Phuket oil scare ends; Phuket probes asthma
– A daily digest of news about Thailand from around the world, compiled by Gazette editors for Phuket’s international community.
PHUKET: A Phuket provincial marine official says no more oil is leaking from the sunken tanker.
Bhuripat Theerakulpisut told The Nation yesterday that the stricken vessel, the Choke Tavorn 6, was carrying 40,000 litres when it went down about 10 nautical miles from Chalong Bay after being damaged in a storm. All four crew members were rescued without injury.
Bhuripat said he went to the area with an undersea operations team, marine police, and other relevant agencies.
They found there was no more oil leaking from the boat. Marine officials had collected samples of water around the sunken boat to study the water’s quality.
“At this time, we believe the oil leakage will not cause environmental damage in the sea as the oil slick dispersed very quickly,” Bhuripa said.
Officials are now waiting for the better weather conditions to salvage the boat.
The owner of the vessel, a modified fishing boat, said about 25,000 litres of oil remained on board.
There were four tanks in the boat, he said, but they were not leaking. The oil had leaked from the boat’s machinery, not from a tank, he said.
Kantar Health
Participants in a Phuket conference on health heard on Saturday that Asthma sufferers who opt to control the illness enjoy a better life than those who don’t.
Patients with uncontrolled asthma in Japan and the U.S. report having a significantly worse quality of life, and use significantly more healthcare resources, than patients with control the disease.
The news comes from a Health and Wellness Survey conducted by global health consultancy Kantar Health, the results of which were presented here in Phuket at the 4th Asia-Pacific Conference of the International Society for Pharmaco-economic and Outcomes Research (ISPOR).
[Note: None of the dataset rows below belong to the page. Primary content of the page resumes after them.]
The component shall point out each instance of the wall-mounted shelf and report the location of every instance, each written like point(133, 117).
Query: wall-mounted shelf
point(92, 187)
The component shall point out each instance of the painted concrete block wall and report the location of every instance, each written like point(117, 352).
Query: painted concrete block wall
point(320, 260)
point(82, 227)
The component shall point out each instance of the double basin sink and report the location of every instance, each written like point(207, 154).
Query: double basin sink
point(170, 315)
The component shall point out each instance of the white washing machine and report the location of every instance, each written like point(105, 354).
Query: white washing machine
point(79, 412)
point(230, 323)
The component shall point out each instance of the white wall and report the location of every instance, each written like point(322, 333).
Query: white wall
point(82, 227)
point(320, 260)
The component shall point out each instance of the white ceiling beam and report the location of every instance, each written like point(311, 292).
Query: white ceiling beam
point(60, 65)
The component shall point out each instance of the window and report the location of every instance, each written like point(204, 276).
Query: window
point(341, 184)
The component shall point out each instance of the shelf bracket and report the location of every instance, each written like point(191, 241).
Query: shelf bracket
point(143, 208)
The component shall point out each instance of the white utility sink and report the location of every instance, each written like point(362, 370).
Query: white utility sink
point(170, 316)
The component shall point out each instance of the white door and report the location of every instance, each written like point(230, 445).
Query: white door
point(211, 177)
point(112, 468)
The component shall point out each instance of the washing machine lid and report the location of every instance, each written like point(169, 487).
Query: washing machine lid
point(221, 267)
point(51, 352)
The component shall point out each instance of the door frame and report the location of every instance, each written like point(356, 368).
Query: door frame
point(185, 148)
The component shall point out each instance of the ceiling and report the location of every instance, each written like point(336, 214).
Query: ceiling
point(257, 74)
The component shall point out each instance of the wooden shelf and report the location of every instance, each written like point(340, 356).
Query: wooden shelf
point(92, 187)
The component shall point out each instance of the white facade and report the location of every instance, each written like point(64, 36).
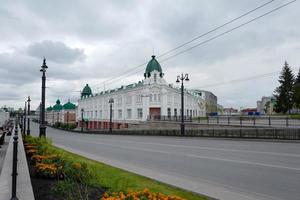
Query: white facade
point(137, 102)
point(4, 116)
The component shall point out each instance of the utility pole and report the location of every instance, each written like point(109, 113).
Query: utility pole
point(42, 122)
point(182, 78)
point(28, 113)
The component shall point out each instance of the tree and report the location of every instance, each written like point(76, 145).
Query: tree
point(267, 107)
point(284, 92)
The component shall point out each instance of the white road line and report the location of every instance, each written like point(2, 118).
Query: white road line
point(217, 149)
point(198, 156)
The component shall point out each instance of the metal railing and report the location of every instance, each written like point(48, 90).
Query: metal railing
point(169, 118)
point(265, 121)
point(251, 121)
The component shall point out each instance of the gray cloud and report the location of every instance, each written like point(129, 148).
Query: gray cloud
point(55, 51)
point(88, 42)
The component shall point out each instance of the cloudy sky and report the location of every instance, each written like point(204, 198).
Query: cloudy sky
point(95, 41)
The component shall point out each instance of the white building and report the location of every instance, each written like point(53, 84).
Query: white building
point(4, 117)
point(266, 105)
point(147, 99)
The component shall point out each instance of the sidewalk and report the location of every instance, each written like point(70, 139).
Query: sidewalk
point(24, 187)
point(3, 151)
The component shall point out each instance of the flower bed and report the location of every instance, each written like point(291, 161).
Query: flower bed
point(60, 177)
point(57, 175)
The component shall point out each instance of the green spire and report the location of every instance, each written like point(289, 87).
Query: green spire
point(86, 91)
point(69, 106)
point(152, 65)
point(57, 106)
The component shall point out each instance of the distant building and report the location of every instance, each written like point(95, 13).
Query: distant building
point(61, 113)
point(146, 100)
point(249, 111)
point(231, 111)
point(265, 106)
point(4, 117)
point(220, 109)
point(211, 101)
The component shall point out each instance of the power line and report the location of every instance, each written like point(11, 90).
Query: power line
point(216, 28)
point(244, 79)
point(194, 39)
point(241, 79)
point(217, 36)
point(228, 31)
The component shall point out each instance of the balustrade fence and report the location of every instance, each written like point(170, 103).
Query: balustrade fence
point(271, 121)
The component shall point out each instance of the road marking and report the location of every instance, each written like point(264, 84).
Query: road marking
point(244, 162)
point(217, 149)
point(198, 156)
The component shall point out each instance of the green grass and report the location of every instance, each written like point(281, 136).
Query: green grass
point(115, 179)
point(295, 116)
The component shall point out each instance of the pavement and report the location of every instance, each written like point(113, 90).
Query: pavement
point(223, 169)
point(3, 150)
point(24, 187)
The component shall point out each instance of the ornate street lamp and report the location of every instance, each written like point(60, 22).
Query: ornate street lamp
point(42, 109)
point(82, 110)
point(182, 78)
point(111, 101)
point(28, 113)
point(24, 125)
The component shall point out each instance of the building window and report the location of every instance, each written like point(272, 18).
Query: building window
point(120, 114)
point(138, 98)
point(140, 113)
point(119, 101)
point(169, 112)
point(128, 113)
point(128, 100)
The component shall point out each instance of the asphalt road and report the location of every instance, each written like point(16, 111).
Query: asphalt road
point(224, 169)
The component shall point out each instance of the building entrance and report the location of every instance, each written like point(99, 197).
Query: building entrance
point(154, 113)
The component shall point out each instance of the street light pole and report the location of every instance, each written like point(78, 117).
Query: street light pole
point(82, 110)
point(182, 78)
point(24, 127)
point(28, 113)
point(111, 101)
point(42, 123)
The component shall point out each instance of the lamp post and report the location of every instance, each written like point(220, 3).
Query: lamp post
point(182, 78)
point(42, 122)
point(24, 126)
point(28, 113)
point(82, 110)
point(111, 101)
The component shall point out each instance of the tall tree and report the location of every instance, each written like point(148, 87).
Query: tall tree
point(284, 92)
point(296, 91)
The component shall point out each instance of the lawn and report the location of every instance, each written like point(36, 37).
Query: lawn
point(118, 180)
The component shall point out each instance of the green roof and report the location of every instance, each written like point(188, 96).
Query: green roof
point(49, 108)
point(69, 106)
point(86, 91)
point(152, 65)
point(57, 106)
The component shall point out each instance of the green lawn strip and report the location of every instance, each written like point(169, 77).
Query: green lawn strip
point(116, 179)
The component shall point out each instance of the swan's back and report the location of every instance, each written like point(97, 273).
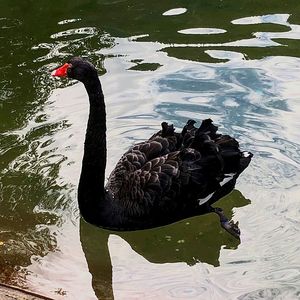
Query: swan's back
point(174, 175)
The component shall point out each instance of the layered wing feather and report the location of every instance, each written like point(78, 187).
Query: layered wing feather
point(171, 171)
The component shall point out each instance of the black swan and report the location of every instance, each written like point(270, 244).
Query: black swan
point(169, 177)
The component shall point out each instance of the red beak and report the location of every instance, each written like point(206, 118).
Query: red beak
point(61, 71)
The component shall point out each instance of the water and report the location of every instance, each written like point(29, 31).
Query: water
point(237, 63)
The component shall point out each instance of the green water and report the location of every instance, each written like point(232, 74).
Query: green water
point(234, 61)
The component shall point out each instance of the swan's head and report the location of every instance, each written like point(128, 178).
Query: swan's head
point(77, 68)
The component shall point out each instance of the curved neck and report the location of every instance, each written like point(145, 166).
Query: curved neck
point(91, 184)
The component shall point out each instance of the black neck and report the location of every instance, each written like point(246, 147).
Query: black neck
point(91, 185)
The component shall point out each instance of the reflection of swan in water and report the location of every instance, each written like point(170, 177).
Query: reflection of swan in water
point(179, 242)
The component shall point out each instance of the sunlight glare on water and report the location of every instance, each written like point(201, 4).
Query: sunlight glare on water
point(242, 71)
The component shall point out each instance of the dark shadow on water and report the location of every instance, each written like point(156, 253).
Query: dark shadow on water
point(193, 240)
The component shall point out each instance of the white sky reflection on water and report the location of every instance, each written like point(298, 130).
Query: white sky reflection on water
point(274, 173)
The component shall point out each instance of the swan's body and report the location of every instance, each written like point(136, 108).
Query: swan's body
point(167, 178)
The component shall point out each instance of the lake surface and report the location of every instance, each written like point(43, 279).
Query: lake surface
point(237, 62)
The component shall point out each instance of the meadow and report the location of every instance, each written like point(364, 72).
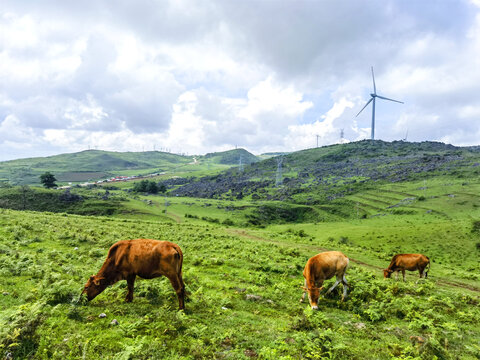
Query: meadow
point(243, 288)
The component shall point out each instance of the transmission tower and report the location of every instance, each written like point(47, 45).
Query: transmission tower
point(240, 163)
point(279, 179)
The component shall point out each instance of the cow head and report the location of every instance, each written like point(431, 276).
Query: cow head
point(387, 273)
point(94, 286)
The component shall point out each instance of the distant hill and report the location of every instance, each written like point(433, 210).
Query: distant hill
point(93, 165)
point(232, 157)
point(317, 175)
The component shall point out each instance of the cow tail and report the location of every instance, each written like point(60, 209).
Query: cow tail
point(179, 256)
point(427, 268)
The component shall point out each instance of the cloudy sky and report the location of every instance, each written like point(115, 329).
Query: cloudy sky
point(197, 76)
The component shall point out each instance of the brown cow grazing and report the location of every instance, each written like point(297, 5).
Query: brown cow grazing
point(411, 262)
point(322, 267)
point(143, 257)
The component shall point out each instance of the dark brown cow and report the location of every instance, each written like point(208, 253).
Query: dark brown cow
point(322, 267)
point(411, 262)
point(143, 257)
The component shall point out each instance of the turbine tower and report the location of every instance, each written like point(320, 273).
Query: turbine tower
point(373, 96)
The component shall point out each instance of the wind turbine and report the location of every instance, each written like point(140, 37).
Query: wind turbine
point(373, 96)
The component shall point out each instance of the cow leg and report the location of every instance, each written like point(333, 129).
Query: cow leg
point(345, 287)
point(179, 288)
point(130, 283)
point(302, 299)
point(334, 285)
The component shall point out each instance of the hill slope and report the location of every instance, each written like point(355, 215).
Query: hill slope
point(97, 164)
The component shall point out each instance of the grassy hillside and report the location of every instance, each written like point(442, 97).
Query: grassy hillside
point(96, 164)
point(243, 290)
point(245, 241)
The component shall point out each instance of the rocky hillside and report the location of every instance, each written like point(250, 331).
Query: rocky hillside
point(315, 175)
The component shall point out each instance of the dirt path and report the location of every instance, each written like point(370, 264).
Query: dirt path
point(313, 248)
point(176, 217)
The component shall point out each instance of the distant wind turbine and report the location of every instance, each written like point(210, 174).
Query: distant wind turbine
point(373, 96)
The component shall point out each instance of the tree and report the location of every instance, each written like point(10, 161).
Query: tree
point(48, 180)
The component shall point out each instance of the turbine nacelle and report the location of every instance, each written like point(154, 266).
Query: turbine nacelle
point(373, 96)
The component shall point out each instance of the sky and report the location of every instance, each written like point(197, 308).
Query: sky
point(199, 76)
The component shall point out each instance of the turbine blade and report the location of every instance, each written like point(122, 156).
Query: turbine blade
point(374, 87)
point(369, 101)
point(384, 98)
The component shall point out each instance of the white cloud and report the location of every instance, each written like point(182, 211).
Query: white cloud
point(200, 77)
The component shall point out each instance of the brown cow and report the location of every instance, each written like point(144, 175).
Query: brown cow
point(411, 262)
point(322, 267)
point(143, 257)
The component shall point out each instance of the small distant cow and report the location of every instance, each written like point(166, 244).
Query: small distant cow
point(411, 262)
point(143, 257)
point(322, 267)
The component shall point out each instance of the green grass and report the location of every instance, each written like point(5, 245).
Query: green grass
point(46, 258)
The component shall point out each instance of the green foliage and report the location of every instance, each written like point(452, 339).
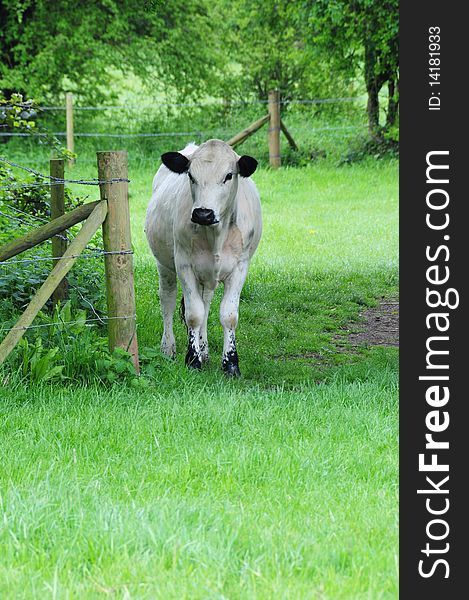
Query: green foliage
point(37, 363)
point(20, 116)
point(55, 49)
point(67, 347)
point(268, 47)
point(362, 37)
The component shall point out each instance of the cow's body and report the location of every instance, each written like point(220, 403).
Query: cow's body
point(216, 248)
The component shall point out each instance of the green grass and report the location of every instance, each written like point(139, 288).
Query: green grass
point(280, 485)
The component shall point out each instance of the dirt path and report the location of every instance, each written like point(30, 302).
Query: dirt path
point(379, 326)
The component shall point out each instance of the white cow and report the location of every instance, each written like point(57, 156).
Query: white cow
point(203, 225)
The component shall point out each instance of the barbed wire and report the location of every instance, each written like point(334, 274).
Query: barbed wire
point(192, 134)
point(221, 103)
point(97, 252)
point(67, 323)
point(116, 135)
point(57, 180)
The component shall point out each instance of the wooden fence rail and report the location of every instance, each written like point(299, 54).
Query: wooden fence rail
point(112, 212)
point(62, 267)
point(276, 125)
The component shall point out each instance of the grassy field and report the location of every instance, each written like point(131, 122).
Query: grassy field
point(280, 485)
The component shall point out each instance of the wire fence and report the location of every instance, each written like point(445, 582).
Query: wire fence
point(220, 103)
point(199, 134)
point(93, 253)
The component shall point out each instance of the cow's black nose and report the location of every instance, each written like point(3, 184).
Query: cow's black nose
point(203, 216)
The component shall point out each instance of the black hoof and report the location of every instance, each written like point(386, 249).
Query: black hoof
point(230, 365)
point(193, 361)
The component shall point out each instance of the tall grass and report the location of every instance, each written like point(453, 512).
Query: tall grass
point(280, 485)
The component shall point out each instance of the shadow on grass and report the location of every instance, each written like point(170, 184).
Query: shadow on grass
point(286, 332)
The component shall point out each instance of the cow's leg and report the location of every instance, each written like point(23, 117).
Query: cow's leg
point(167, 290)
point(194, 314)
point(229, 318)
point(207, 295)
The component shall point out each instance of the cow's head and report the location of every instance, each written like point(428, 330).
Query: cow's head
point(213, 171)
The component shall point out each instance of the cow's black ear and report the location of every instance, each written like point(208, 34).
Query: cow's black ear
point(175, 161)
point(247, 165)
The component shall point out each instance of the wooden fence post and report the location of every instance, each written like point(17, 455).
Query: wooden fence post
point(122, 326)
point(57, 209)
point(69, 115)
point(62, 267)
point(274, 129)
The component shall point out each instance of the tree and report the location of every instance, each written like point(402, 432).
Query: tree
point(47, 48)
point(363, 36)
point(267, 45)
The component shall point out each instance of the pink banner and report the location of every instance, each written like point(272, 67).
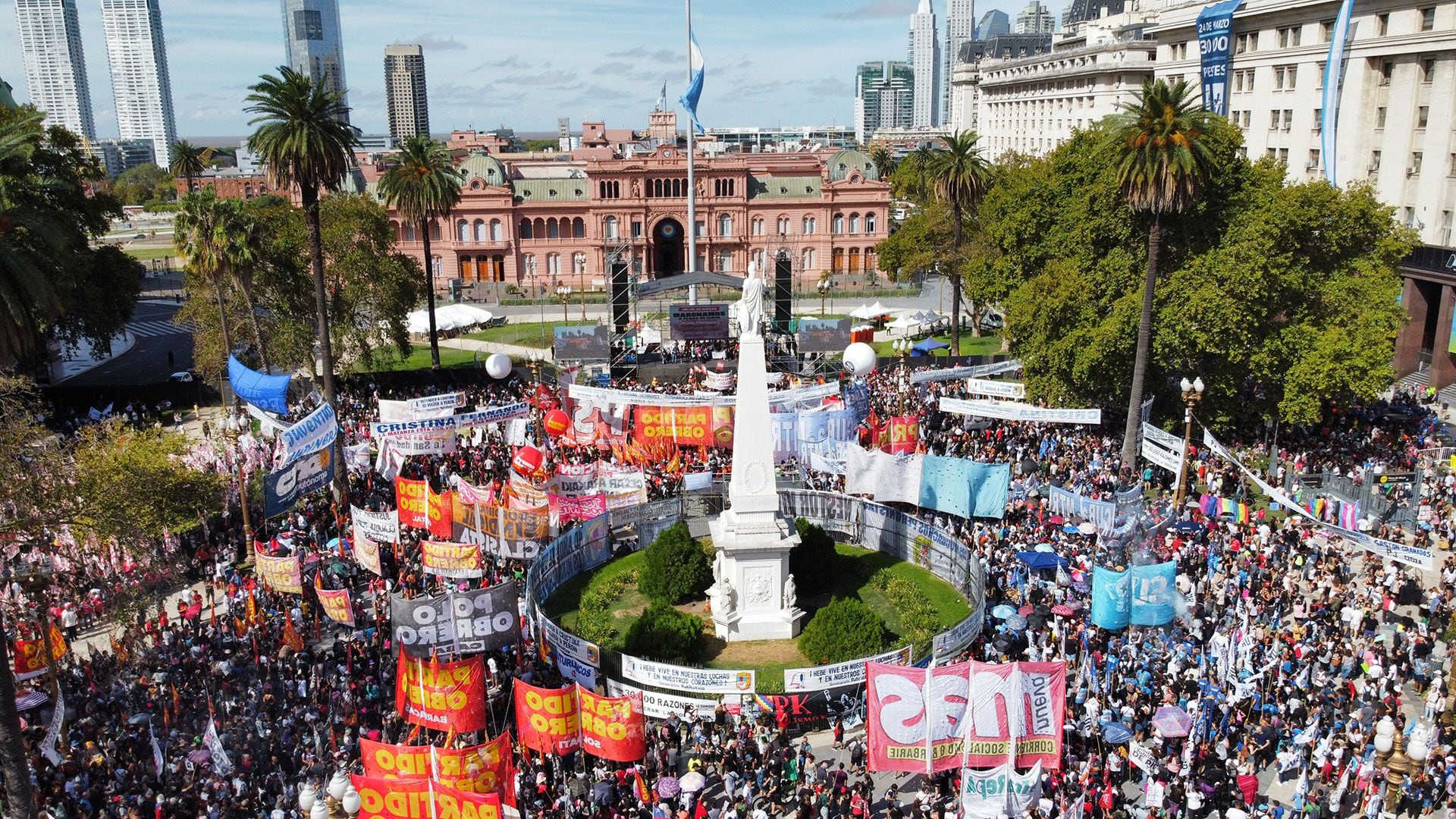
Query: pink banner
point(568, 509)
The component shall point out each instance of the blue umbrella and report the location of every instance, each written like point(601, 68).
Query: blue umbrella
point(1117, 733)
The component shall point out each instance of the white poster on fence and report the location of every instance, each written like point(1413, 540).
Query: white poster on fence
point(682, 678)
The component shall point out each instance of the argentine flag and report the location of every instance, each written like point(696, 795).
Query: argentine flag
point(695, 88)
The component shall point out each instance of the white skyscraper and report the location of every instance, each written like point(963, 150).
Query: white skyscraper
point(313, 41)
point(925, 57)
point(960, 27)
point(55, 64)
point(139, 74)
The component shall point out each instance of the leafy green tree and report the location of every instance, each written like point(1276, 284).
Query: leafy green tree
point(188, 161)
point(1161, 162)
point(674, 569)
point(814, 560)
point(962, 175)
point(666, 634)
point(53, 281)
point(424, 186)
point(303, 137)
point(843, 630)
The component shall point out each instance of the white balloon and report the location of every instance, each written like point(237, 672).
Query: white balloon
point(498, 365)
point(859, 359)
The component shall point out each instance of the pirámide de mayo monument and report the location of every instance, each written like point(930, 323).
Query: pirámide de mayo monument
point(753, 595)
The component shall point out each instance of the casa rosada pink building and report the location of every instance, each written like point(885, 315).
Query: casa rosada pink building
point(538, 223)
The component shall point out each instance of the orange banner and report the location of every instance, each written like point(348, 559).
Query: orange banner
point(441, 695)
point(450, 560)
point(546, 719)
point(482, 768)
point(612, 727)
point(421, 799)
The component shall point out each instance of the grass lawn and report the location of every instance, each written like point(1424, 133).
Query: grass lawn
point(419, 359)
point(769, 657)
point(970, 346)
point(147, 254)
point(525, 334)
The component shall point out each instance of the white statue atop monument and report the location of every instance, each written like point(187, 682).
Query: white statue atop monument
point(750, 308)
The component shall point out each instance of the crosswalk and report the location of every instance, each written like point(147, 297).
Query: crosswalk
point(153, 328)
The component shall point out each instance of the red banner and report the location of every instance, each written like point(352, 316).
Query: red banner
point(612, 727)
point(905, 435)
point(546, 719)
point(566, 509)
point(413, 499)
point(335, 604)
point(421, 799)
point(452, 560)
point(441, 695)
point(915, 714)
point(482, 768)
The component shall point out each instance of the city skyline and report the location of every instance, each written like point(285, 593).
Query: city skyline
point(596, 61)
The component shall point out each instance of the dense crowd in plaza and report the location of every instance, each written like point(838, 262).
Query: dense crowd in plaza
point(1291, 649)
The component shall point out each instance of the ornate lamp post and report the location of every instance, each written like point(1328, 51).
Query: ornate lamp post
point(1191, 394)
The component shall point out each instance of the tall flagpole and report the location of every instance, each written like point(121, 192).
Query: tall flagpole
point(692, 186)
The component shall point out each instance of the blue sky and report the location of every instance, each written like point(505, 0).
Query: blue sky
point(525, 63)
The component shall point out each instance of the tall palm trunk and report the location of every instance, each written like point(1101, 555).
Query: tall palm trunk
point(19, 798)
point(321, 305)
point(253, 321)
point(228, 337)
point(430, 297)
point(1145, 331)
point(956, 283)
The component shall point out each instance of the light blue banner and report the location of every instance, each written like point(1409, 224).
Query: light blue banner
point(1111, 598)
point(1153, 589)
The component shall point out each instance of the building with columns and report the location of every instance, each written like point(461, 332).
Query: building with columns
point(536, 223)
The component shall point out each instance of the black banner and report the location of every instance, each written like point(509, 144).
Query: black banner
point(284, 487)
point(462, 623)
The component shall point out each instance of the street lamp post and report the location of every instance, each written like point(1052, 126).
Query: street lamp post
point(1191, 394)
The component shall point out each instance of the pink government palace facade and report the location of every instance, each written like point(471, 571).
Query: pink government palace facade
point(538, 223)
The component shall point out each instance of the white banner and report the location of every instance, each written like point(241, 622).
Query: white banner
point(1014, 411)
point(851, 672)
point(663, 706)
point(379, 526)
point(680, 678)
point(315, 431)
point(566, 645)
point(996, 388)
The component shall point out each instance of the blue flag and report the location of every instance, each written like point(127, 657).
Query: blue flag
point(695, 88)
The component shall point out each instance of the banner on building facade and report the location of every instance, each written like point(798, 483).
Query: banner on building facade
point(973, 714)
point(462, 623)
point(278, 573)
point(447, 697)
point(682, 678)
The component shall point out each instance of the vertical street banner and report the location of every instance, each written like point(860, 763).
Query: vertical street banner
point(1215, 50)
point(450, 560)
point(335, 604)
point(413, 499)
point(612, 727)
point(278, 573)
point(546, 719)
point(421, 799)
point(441, 695)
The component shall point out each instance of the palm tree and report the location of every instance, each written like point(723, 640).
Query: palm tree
point(305, 140)
point(962, 177)
point(1161, 162)
point(884, 161)
point(422, 183)
point(924, 162)
point(188, 161)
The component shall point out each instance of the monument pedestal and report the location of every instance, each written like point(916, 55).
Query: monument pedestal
point(753, 594)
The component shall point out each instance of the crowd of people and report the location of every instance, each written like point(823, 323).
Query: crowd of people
point(1293, 654)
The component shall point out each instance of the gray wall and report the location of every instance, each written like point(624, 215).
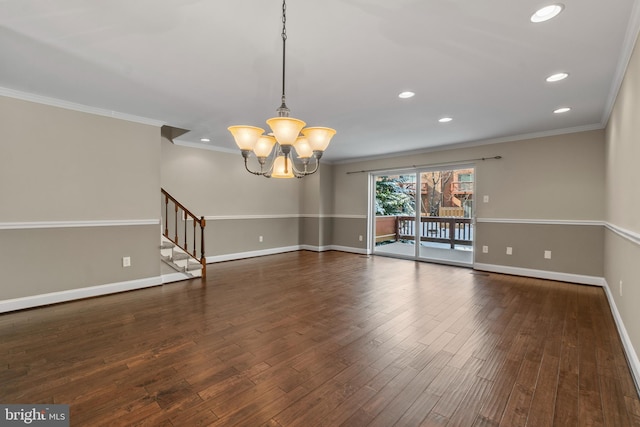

The survey confirmed that patients with uncontrolled asthma were hospitalized significantly more often than those with controlled asthma, especially in Japan. In addition, U.S. patients with uncontrolled asthma visited hospital emergency rooms more often than patients whose asthma is controlled.
The conference, at the Hilton Phuket Arcadia Resort & Spa, opened yesterday and continues through tomorrow.
The Bangkok Post
The news released by Prime Minister’s Office Minister Ong-art Klampaibul on Friday that Prime Minister Abhisit Vejjajiva would meet his Cambodian counterpart Hun Sen at the United Nations General Assembly in New York on Sept 24 is most welcome, and shows a strengthening of the recent trend that has seen diplomatic relations thawing between the two countries.
Mr Ong-art made the announcement upon his return from Cambodia, where he reportedly met and had talks with Hun Sen for about an hour.
While both sides deserve blame for the lack of diplomatic maturity, it was clearly the Cambodian PM’s ill-advised appointment of Thaksin that set the stage for the worst of it.
Hun Sen may not have been aware that taking on a fugitive from the Thai justice system, and one who is still greatly admired by the opposition to the present government, would provoke hostility from the Abhisit government.
CBS NEWS
Two prominent and popular brothers who operate the second-largest vegetable farm in Hawaii will be sentenced in federal court this week on human trafficking charges.
The brothers were convicted of shipping 44 laborers from Thailand and forcing them to work on their farm, part of a pipeline to the United States that allegedly cornered foreign field hands into low-paying jobs with few rights.
U.S. prosecutors accuse them of manipulating the Thai workers by promising at least a year’s employment at pay of $9.42 (283 baht) an hour, but instead delivering only a few months of work for little pay.
The workers were trapped on the farm, forced to choose between long hours with low wages and an unpromising future in Thailand, said former farm worker Somporn Khanja, who arrived at the farm in 2004.
The Nation
The “golden age” of massive groups of student activists taking to the streets to fight for democracy is long gone and will not likely return in the foreseeable future, said student leader Anuthee Dejthevaporn, who has just finished his term as secretary-general of the Students Federation of Thailand (SFT).
“Thai society has changed. The age of middle-class [students] fighting for peoples’ rights is gone, because they have gained their [political and economic] benefits,” said Anuthee, adding that those middle-class students still fighting for democracy and other causes were now few and far between.
Although Anuthee predicted that more student activism would be seen because Thai politics was in a crisis, he said it would be “impossible” to match the numbers that joined the student movement two decades ago.
Today, Anuthee reckons there were no more than 100 active members of the SFT, which is pro-red.